In each trial, a random skin cancer image was selected and presented to the participant. Below the image, they were prompted to choose one of the two possible responses, “benign” or “malignant”. Feedback was provided after every trial to inform users if their response was correct or incorrect. Afterward, users voluntarily moved on to the next trial at their own pace. Users were told they could end the task at any time.

We were provided with 758,139 data points across 13 variables, which were collected between 4 September 2020 and 21 June 2021. Each data point corresponded to one decision of a user, classifying a dermatological image as either benign or malignant. After pre-processing, 756,001 data points from 1137 users were used for further analyses (pre-processing steps and exclusion criteria are illustrated in Appendix A).

2.4. Serial Dependence

Serial Dependence has three main kinds of tuning. First, feature tuning: serial dependence occurs most strongly between relatively similar features and not between identical ones or highly dissimilar ones [1,23]. For example, when two identical images are seen in succession, serial dependence does not bias judgments in any direction because the images are identical; likewise, if the two successive images are extremely different from each other (e.g., apples and oranges), then serial dependence does not bias judgments either. Only when two successive images are moderately similar is there a serial dependence in perceptual judgments. Serial dependence is also temporally tuned: the magnitude of serial dependence gradually decays over time or with intervening visual information [1,24]. Third, spatial tuning: serial dependence occurs only within a limited spatial region, and it is strongest when previous and current objects are presented at the same location [1,25]. In general, we can utilize feature and temporal tuning as the most important metrics to probe the serial dependence effect and to rule out other artifacts, such as simply repeating the same response or lapsing.

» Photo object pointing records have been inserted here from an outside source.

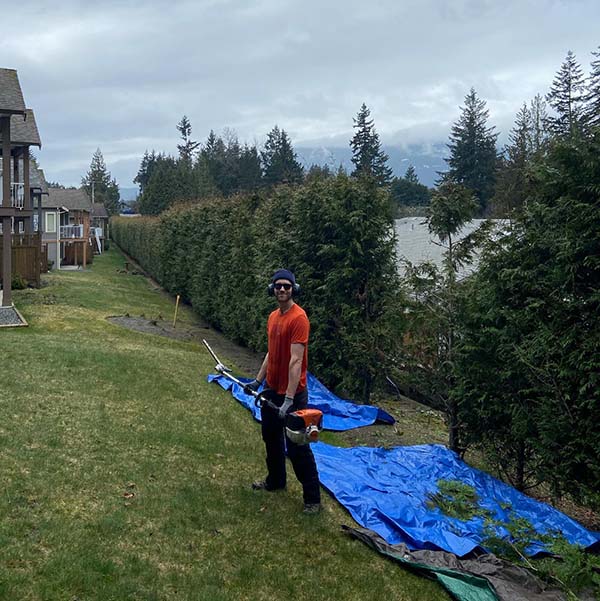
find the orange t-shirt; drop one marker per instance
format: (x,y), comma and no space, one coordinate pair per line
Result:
(283,330)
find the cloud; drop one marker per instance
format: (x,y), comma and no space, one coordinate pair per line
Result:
(119,75)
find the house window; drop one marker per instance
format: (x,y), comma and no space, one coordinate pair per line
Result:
(51,223)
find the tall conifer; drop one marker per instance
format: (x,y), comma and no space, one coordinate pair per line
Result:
(100,185)
(566,98)
(367,155)
(473,156)
(592,98)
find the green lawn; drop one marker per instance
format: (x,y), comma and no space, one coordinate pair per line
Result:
(126,476)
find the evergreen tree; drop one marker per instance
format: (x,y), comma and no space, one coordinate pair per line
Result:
(163,187)
(316,172)
(214,153)
(539,125)
(367,155)
(473,156)
(188,146)
(411,175)
(512,188)
(408,192)
(530,358)
(566,98)
(100,186)
(279,161)
(437,304)
(250,170)
(145,169)
(592,97)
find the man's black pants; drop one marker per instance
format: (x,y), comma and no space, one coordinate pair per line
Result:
(301,456)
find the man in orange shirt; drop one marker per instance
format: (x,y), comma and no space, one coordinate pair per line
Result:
(284,367)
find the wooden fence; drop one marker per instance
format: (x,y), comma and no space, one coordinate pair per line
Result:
(26,257)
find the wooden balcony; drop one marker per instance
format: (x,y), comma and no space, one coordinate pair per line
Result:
(71,232)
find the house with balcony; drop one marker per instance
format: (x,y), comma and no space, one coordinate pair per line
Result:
(100,219)
(67,231)
(20,246)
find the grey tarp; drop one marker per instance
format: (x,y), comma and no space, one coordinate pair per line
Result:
(482,578)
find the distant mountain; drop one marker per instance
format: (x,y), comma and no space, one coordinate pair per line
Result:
(128,194)
(427,160)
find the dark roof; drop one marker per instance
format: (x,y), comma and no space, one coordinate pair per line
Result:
(72,199)
(11,96)
(99,210)
(24,133)
(37,181)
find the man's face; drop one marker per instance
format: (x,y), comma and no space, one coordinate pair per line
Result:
(283,290)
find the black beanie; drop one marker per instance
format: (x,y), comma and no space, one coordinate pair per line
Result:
(283,274)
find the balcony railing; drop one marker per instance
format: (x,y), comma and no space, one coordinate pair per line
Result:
(71,231)
(17,194)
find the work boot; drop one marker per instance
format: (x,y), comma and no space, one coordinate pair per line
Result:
(263,485)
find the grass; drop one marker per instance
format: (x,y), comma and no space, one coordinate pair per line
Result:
(126,476)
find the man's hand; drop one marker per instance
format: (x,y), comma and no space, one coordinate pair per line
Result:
(252,386)
(288,401)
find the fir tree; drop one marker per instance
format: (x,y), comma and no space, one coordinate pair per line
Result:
(214,153)
(250,170)
(280,165)
(188,147)
(566,98)
(411,175)
(145,170)
(473,156)
(539,121)
(100,186)
(592,98)
(512,181)
(367,155)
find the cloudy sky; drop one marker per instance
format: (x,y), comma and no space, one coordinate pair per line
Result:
(119,75)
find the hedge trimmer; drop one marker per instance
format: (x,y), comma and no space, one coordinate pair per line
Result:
(302,426)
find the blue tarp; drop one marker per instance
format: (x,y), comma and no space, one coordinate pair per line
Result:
(338,415)
(387,490)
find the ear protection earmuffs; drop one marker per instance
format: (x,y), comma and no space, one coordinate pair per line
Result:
(271,289)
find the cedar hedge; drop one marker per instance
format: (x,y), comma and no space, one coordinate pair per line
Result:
(336,234)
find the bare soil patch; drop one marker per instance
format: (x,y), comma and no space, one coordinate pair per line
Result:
(247,361)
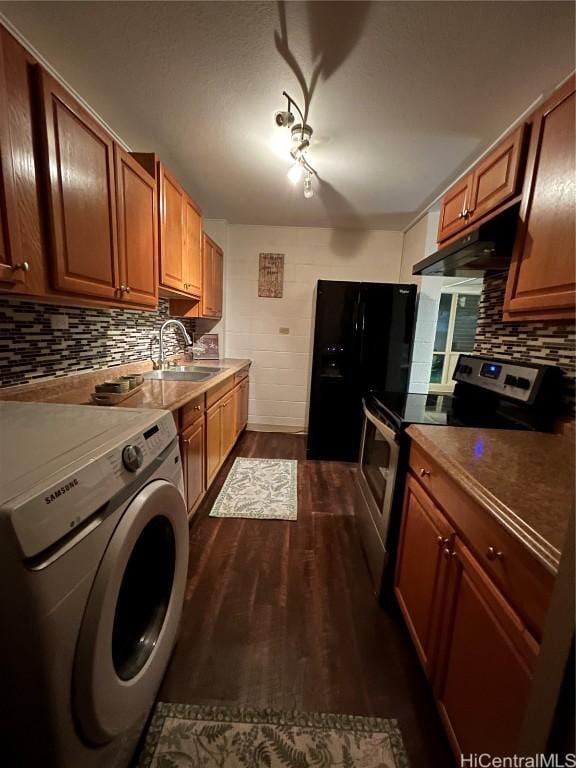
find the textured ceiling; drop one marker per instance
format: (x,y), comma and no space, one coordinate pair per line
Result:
(403,94)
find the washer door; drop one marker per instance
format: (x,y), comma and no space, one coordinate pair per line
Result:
(132,614)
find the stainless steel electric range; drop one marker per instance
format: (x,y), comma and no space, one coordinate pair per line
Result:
(490,393)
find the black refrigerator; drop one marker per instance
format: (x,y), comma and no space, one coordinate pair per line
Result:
(363,336)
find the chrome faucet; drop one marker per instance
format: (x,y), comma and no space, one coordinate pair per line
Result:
(161,362)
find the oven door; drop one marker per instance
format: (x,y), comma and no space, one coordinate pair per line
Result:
(379,455)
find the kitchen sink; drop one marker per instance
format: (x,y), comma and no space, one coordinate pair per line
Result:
(196,368)
(183,373)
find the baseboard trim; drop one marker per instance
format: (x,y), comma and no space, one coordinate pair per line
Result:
(276,428)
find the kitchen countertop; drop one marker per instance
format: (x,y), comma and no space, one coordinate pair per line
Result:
(524,479)
(165,395)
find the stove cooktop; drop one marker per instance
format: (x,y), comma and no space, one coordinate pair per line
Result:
(400,409)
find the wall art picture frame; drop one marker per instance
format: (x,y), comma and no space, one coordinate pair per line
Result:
(211,347)
(271,275)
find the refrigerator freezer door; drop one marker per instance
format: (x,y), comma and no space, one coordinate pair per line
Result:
(386,321)
(335,405)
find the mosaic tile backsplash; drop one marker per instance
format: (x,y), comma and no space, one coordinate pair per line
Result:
(34,345)
(548,342)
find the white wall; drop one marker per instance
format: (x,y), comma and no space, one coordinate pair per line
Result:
(419,242)
(280,373)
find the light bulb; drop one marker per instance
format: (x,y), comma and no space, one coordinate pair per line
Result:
(295,173)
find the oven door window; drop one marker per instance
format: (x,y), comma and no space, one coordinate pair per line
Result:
(377,462)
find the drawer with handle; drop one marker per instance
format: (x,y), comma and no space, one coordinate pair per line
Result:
(192,411)
(522,578)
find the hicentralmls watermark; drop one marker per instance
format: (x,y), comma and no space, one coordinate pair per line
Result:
(485,760)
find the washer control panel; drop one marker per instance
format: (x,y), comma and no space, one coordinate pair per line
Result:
(132,457)
(505,377)
(50,512)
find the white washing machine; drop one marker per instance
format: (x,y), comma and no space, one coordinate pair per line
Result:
(93,562)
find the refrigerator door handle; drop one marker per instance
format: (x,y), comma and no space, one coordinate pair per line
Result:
(355,314)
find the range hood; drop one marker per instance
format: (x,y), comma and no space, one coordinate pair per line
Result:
(488,248)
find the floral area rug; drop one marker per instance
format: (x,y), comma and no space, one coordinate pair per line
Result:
(265,489)
(185,736)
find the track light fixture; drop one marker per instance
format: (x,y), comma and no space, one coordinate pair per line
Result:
(301,134)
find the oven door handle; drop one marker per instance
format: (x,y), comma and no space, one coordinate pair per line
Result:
(383,428)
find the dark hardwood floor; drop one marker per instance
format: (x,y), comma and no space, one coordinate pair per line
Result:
(282,614)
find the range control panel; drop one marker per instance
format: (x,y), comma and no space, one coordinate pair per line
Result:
(505,377)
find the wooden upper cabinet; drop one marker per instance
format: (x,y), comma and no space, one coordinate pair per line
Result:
(487,663)
(22,267)
(498,177)
(424,537)
(172,227)
(180,238)
(192,248)
(452,213)
(541,281)
(79,174)
(137,231)
(494,181)
(218,280)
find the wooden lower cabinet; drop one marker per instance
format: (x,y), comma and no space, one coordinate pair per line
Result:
(213,443)
(425,535)
(474,647)
(542,279)
(227,424)
(193,450)
(241,405)
(485,667)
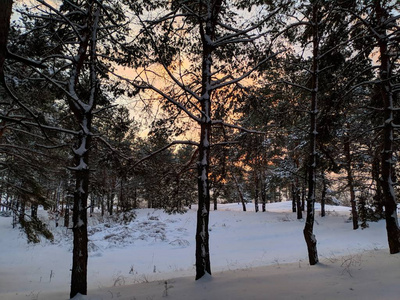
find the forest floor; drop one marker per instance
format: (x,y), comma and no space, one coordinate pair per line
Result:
(253,256)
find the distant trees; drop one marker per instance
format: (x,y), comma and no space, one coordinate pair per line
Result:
(194,43)
(317,82)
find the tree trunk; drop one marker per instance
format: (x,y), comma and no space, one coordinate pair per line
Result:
(203,265)
(240,193)
(83,114)
(79,216)
(350,181)
(5,16)
(263,193)
(323,196)
(378,198)
(386,92)
(309,225)
(34,207)
(294,207)
(256,190)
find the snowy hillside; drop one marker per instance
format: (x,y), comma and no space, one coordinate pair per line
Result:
(158,247)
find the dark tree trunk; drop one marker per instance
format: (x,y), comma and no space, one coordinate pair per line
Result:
(207,33)
(240,193)
(309,225)
(34,207)
(294,207)
(386,93)
(66,214)
(79,216)
(263,193)
(83,115)
(5,16)
(203,265)
(350,181)
(256,190)
(323,196)
(378,198)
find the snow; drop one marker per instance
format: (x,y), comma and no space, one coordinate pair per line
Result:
(252,255)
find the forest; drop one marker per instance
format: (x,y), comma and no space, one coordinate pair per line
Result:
(111,106)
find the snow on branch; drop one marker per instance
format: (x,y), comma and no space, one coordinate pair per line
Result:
(240,128)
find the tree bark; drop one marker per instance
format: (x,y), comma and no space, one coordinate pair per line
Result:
(5,16)
(350,181)
(323,196)
(256,190)
(312,168)
(240,193)
(386,93)
(203,265)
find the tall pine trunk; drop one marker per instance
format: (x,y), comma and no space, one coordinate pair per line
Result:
(83,111)
(312,167)
(350,182)
(203,265)
(387,164)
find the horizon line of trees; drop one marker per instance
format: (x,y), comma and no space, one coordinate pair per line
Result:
(297,96)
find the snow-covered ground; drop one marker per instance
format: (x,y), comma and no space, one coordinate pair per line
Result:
(253,256)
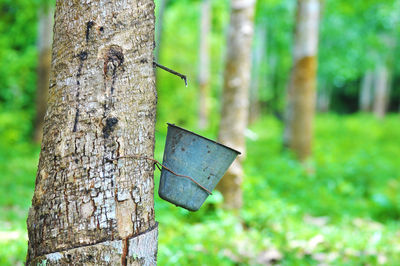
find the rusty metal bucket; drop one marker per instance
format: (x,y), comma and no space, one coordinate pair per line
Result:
(193,166)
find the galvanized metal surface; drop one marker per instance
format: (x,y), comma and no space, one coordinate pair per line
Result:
(187,153)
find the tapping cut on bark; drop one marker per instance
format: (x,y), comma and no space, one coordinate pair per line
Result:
(102,103)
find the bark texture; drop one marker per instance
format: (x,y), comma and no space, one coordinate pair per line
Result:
(204,64)
(366,93)
(45,39)
(90,207)
(159,25)
(300,107)
(381,91)
(258,56)
(235,98)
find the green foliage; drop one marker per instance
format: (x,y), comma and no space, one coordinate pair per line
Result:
(341,208)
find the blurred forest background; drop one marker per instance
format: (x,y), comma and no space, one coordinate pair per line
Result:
(338,205)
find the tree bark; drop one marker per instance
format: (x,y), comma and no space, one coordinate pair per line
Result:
(366,92)
(159,28)
(90,206)
(45,39)
(204,64)
(381,91)
(300,107)
(258,56)
(235,99)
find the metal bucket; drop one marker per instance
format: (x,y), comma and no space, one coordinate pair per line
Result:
(191,155)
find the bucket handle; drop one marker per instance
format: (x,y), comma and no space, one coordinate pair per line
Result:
(160,166)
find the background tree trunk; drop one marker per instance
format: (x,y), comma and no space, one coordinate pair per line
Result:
(259,51)
(89,205)
(235,96)
(45,39)
(381,91)
(366,93)
(204,64)
(159,28)
(300,107)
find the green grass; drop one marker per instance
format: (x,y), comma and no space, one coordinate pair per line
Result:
(342,208)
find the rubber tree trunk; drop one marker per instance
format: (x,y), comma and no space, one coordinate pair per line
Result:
(300,107)
(159,28)
(381,91)
(45,40)
(204,64)
(366,93)
(90,206)
(258,56)
(235,98)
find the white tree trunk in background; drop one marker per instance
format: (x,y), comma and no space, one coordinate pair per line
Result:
(301,96)
(258,56)
(235,98)
(204,64)
(91,207)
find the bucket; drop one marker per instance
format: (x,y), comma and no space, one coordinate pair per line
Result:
(193,166)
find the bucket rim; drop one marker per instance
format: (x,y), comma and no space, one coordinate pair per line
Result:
(220,144)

To measure the presence of feature tuning, we measured serial dependence as a function of the similarity in sequential stimuli. In this study, we adopt two metrics of similarity. One is malignancy similarity, where malignancy is estimated based on a popularity vote. The “similarity” in this respect is an abstracted concept based on behavioral judgments of independent observers. What counts as similar is not necessarily in the image or pixel domain but in the degree of malignancy (Figure 2). The second form of “similarity” that we quantified is semantic similarity, using a popular Learned Perceptual Image Patch Similarity (LPIPS) metric [26] approach borrowed from computer vision.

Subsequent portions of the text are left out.